Böyle zamanlarda sert, hışımlı ve hattâ hakaret ifadelerine yer vererek konuşmayı yapanların, bazan bilmedikleri konularda bile ahkâm kestikleri bir zaman dilimindeyiz. Bu, bize gelen okuyucu mesajlarından da anlaşılıyor.. Hattâ, Adıyaman'daki yıkımlarda, suçu 'deniz kumu'ndan yapılmış inşaatlara bağlayanlar bile görüldü; Adıyaman'da 'deniz kumu'nun nereden bulunacağını düşünmeden.. Tamam, geçmişteki hatalardan ders çıkarılsın, ama, Japonya'da 17 Ocak 1995'deki 'Kobe Depremi'nin de, baştan başa 'sıfır hata' ile inşa yapıldığı iddia olunan o şehri hallaç pamuğu gibi darma-dağın ettiği görülmedi mi? Bu açıdan, bir de depreme karşı yüzde yüz etkili çözüm iddialarından da biraz geri durulması gerekmez mi? Tamam, insan aklının geliştirebilidiği her tedbire evet, ama, bu tedbirler alındıktan sonrası, yüzde yüz yıkılmazlığı , kim kesin garanti edebilir? Ünlü transatlantik 'Titanic' gemisi de, 1912'de, 2500 kadar yolcusuyla, ve 'asla batmaz..' iddialarıyla yola çıkıp da , bir buzdağına çarparak tuz-buz olmamış mıydı?

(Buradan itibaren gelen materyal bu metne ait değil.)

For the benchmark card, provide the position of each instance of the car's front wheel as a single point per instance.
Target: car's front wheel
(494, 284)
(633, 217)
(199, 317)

Şimdi, bizim de karşılaştığımız bu büyük felakete karşı nasıl daha derin bir metanetle karşı koyacacağımızın bütün sosyolojik-psikolojik tedbirlerini düşünmek yerine, ekranlarda yapılan yorumlar, sadece suçlu aramaya yönelik bir eğilim göstermiyor mu? Evet, suçlu varsa onlar da görülsün de, bu yöntem, bizi herşeyden önce ruhî bir yıpranmaya seketmez mi?
*
Bu yüzden, bu 'Pazar Hasbihali'nde hakaretsiz olsa bile hışımlı ifadelerle eleştirilerini dile getiren pek çok okuyucuların isimlerini zikretmeden, değindikleri konuları paylaşmaya çalışalım.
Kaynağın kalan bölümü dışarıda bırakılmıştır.